The vertical furnace shown in FIG. 1 is a modified version of the conventional vertical furnace having the configuration shown in FIG.
Only the length has been changed, and the heating wires and their arrangement density have been replaced with heaters 3a to 3c, which are the same as before, and the rest is the same as before. In addition, with this remodeling, each region of the center zone a and end zones b and C is different from the conventional arrangement, following the arrangement of the heaters 3a to 3C.

The length of each heater before and after remodeling and the ratio of the heating degree of each heater when making the temperature of the center zone a uniform are shown in the table below.

Before modification After modification Heater length 3.3a Approx. 100cm Approx. 105cm 4.4a Approx. 4
0cm Approx. 50c+a 5.5a Approx. 40cm Approx. 25cm Heater heating degree ratio 3.3a 1.0 1.0 4.4a Approx. 1.4 Approx. 1.2 5.5a Approx. 1.1 Approx. 1.2 Heating like this The longitudinal temperature distribution in the furnace core tube 1 in this case is as shown in Figure 5, and the line ■ represents the case before modification.
Line ■ indicates the case after modification.
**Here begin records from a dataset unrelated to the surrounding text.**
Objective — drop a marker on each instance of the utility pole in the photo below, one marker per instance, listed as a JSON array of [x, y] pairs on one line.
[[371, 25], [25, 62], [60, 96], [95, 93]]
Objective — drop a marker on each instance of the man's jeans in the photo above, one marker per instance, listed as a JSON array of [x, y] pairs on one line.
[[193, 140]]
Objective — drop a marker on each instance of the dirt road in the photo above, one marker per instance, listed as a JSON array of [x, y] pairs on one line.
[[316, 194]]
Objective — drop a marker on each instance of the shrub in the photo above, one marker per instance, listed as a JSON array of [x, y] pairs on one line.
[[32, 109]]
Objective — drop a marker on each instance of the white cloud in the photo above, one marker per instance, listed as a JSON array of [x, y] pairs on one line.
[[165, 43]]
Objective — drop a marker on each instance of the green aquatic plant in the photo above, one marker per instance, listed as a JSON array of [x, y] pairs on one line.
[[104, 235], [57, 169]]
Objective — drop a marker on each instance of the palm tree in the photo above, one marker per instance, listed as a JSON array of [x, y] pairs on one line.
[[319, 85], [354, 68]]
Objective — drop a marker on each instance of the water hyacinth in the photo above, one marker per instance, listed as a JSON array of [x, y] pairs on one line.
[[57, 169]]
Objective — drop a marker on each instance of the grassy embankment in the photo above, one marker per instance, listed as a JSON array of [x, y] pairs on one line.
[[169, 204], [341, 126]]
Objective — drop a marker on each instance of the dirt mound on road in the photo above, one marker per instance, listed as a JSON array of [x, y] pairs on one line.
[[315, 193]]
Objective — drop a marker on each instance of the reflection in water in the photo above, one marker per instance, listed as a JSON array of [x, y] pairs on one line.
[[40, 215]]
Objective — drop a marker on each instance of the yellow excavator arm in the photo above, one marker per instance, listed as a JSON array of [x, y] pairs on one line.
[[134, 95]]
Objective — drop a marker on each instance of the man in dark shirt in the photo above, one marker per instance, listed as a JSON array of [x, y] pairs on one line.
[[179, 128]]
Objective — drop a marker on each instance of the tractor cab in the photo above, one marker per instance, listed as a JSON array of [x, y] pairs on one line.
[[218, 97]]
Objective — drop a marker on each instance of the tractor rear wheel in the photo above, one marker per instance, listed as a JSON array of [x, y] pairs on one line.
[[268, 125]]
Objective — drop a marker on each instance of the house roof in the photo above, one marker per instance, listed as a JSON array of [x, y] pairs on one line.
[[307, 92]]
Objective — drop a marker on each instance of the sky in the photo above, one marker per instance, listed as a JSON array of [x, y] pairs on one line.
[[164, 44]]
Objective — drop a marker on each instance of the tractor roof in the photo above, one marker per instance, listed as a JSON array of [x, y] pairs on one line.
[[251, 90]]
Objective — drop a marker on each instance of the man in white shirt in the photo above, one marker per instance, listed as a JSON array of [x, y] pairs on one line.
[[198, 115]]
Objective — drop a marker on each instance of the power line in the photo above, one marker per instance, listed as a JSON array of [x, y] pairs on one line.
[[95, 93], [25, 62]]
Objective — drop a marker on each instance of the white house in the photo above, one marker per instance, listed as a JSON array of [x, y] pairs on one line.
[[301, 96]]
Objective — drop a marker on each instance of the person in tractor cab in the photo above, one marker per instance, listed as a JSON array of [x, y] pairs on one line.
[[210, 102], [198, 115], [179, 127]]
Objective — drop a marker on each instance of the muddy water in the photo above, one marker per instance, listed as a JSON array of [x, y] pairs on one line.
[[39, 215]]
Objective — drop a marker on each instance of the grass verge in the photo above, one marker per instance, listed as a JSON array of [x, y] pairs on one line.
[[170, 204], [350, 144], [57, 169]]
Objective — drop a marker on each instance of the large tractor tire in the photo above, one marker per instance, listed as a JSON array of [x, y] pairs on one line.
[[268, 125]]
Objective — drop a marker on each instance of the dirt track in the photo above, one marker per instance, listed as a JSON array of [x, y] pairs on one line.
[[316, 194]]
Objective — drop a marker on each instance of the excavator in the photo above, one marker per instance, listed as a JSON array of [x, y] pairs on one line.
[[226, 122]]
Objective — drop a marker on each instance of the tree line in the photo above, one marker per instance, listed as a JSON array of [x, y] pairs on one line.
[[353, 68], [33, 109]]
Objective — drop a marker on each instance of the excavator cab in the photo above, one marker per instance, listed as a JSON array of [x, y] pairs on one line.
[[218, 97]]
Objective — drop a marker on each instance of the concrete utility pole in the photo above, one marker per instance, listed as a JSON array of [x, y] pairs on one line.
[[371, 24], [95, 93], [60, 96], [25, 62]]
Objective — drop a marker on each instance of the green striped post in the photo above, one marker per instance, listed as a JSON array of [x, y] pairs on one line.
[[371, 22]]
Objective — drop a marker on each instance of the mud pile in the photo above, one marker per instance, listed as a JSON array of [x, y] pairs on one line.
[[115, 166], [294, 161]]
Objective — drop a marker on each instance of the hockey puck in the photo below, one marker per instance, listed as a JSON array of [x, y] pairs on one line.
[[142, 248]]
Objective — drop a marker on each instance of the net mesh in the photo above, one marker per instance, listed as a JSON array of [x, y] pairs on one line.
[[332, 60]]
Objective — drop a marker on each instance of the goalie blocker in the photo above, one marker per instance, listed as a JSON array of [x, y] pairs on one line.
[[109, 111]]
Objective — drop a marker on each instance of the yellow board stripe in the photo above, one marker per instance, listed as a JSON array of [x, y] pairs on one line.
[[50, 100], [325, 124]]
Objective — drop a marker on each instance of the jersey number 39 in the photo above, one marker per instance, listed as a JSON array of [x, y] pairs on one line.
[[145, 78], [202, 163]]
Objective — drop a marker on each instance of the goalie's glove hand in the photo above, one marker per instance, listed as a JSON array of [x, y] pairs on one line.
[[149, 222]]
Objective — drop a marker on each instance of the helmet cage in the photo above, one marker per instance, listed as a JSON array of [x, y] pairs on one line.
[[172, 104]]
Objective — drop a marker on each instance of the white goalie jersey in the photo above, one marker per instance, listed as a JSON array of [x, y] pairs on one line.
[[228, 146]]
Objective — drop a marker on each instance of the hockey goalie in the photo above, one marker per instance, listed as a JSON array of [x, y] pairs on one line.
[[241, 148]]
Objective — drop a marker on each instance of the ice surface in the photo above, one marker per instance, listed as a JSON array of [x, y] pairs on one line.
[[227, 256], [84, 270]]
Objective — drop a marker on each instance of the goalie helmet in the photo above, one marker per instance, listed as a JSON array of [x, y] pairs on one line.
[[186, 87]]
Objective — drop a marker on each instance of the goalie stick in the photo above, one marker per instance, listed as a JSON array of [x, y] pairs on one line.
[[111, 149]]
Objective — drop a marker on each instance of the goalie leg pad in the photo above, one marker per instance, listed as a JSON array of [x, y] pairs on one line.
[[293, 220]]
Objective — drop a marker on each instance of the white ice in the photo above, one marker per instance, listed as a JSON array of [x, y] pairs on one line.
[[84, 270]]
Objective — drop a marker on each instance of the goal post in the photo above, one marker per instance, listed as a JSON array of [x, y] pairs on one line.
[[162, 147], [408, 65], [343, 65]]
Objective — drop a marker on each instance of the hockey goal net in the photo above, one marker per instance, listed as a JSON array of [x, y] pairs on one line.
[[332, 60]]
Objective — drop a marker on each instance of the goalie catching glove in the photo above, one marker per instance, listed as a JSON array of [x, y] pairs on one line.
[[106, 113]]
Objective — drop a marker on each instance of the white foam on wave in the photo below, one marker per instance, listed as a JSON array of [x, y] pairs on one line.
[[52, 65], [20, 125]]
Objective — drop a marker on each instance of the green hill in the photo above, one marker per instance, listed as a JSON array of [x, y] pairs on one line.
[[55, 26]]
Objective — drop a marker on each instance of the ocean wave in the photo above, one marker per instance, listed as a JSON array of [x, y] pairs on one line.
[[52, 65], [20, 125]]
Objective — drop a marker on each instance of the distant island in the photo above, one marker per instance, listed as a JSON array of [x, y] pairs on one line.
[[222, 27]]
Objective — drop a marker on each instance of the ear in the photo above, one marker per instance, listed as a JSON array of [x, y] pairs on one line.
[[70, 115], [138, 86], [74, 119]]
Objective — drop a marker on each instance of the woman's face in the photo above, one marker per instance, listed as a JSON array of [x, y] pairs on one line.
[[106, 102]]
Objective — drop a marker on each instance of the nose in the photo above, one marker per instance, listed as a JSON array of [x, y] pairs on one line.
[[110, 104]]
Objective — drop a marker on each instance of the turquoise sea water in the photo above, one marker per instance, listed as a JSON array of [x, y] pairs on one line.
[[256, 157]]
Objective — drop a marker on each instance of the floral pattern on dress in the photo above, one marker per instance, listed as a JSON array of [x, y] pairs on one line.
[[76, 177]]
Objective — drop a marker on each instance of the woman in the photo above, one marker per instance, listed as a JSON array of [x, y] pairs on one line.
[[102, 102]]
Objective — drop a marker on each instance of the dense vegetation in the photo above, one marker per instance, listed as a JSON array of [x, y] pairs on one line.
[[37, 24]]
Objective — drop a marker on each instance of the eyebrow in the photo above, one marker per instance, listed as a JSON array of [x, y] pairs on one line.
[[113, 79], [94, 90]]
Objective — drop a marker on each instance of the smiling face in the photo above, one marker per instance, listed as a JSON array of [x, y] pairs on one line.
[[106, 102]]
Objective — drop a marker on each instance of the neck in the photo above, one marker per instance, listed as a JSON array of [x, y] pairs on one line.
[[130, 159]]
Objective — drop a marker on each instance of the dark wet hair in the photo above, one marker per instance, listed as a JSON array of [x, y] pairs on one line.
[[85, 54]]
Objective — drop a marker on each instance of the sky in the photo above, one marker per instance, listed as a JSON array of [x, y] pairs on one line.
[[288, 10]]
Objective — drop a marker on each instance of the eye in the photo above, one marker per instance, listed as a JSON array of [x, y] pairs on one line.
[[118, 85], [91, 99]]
Before the modification, as mentioned earlier, end zone b
The maximum temperature of end zone B was higher than the maximum temperature of end zone C, but after the modification, the maximum temperature of end zone B is lower than before, and the maximum temperature of end zone C is higher than before, and the two are almost the same temperature. It has become.

The vertical furnace shown in FIG. 4 is a conventional vertical furnace with the configuration shown in FIG. 2, in which only the heater 4 is replaced with a heater 4b. The thickness of the lines is approximately 1.1 times larger, and the density of their arrangement is approximately 1.2 times larger.

By doing so, it is possible to prevent the heating capacity of the heater 4a from becoming approximately 1.3 times that of the heater 4, resulting in an overload, and it is possible to suppress shortening of the life of the vertical furnace.

In this vertical furnace, the center zone a and end zones b and c are the same as the conventional ones, and the vertical temperature distribution inside the furnace core tube 1 when heated is also as shown in Fig. 5. The line 3 shown in the figure is similar to the line 2 in the conventional case.

(gl Effects of the Invention As explained above, by taking the measures of the present invention, even if the diameter of the furnace core tube becomes large for large wafers in a vertical furnace, it is possible to economically shorten the lifespan. Furthermore, even when the heat treatment temperature is high, it is possible to reduce the deterioration of the wafer compared to the conventional method.

[Brief explanation of the drawing]

FIG. 1 is a side sectional view schematically showing the configuration of an embodiment of a vertical furnace according to the present invention; FIG. 2 is a side sectional view schematically showing a typical configuration of a conventional vertical furnace; 3 is a diagram showing the temperature distribution, FIG. 4 is a side sectional view schematically showing the configuration of another embodiment, and FIG. 5 is a vertical view of the structure shown in FIGS. 1, 2, and 4. FIG. 2 is a diagram showing a comparison of the temperature distribution of a type furnace. In the drawings, 1 is a furnace core tube, la is a gas inlet, 1b is a gas outlet, 2 is a cage, 3.4.5.3a, 4a, 5a, 4b are heaters 6 are heat insulating layers, A is a wafer, B are the support rods and , respectively.

Claims (3)

[Claims] (1) A furnace core tube is arranged in the vertical direction, and a lower heater that heats an end zone extending below the center zone in which the object to be processed is arranged in the furnace core tube is installed in the end zone extending above the center zone. A vertical furnace that is different from the top heater. (2) The vertical length of the lower heater is equal to the upper Q −
The vertical furnace according to claim 1, wherein the length is longer than the length of the vertical furnace. (3) The vertical furnace according to claim (1), wherein the heating capacity per length in the vertical direction of the lower heater is greater than the capacity of the upper heater.